Whatever happens, it won’t have been a fruitless experience. As well as walking away with a whole set of new moves, if worse comes to worse, Venn says he’ll also be taking away from the show the knowledge that he can handle this type of pressure.

It’s a huge deal for someone who describes himself as nervous in front of the camera. Although you’d never guess he was.

“It’s nerve-racking, speaking for myself, very nerve-racking whenever I perform in front of a camera,” he discloses.

Regardless of how he feels about it, it’s not something he runs away from. As if dancing in front of the nation live each weekend wasn’t enough, Venn is performing the series’ first ever street dance this weekend.

“There is a definite sense of pressure and because of the dance, street dance/contemporary, this takes me back to my old days,” he says.

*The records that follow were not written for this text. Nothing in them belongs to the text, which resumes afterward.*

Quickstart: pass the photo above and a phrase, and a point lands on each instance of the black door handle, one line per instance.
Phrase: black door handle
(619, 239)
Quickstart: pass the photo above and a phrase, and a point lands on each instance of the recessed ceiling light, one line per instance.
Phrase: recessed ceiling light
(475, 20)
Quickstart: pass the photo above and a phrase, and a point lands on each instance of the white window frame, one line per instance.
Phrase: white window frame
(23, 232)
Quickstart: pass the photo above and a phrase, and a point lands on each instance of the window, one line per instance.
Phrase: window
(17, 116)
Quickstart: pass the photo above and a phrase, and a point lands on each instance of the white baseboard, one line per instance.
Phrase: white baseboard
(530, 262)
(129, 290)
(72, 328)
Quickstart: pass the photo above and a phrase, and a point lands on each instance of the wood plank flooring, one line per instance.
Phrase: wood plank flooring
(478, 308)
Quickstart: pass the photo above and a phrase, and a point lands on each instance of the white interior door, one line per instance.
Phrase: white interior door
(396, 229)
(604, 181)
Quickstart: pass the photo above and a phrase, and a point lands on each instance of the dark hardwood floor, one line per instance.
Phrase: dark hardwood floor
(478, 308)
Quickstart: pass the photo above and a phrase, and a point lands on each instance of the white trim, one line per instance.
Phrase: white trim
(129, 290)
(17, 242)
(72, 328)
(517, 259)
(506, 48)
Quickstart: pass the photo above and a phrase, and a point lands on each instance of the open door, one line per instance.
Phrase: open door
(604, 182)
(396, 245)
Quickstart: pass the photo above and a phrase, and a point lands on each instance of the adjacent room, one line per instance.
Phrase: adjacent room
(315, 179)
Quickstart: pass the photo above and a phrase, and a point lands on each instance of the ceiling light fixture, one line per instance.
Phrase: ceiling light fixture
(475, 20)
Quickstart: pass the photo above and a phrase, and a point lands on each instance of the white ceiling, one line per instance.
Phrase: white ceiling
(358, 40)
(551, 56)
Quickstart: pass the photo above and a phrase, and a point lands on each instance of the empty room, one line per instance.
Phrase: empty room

Venn would love to lift the famous glitterball trophy and be crowned this year’s Strictly winner, but he’ll need us all to get behind him for that to happen. He’s in need of greater support from the public, something that previous black contestants on the show have also required. With his skill and passion, he’d be a deserving winner.

“It would mean so would mean so much to my family, my mum who keeps praying for me and wishing me all the best, my kids.”

He’s also aware of the impact it could have beyond that, as an example for others that “you can overcome anything with focus, hard work, diligence and belief and faith. You can achieve.”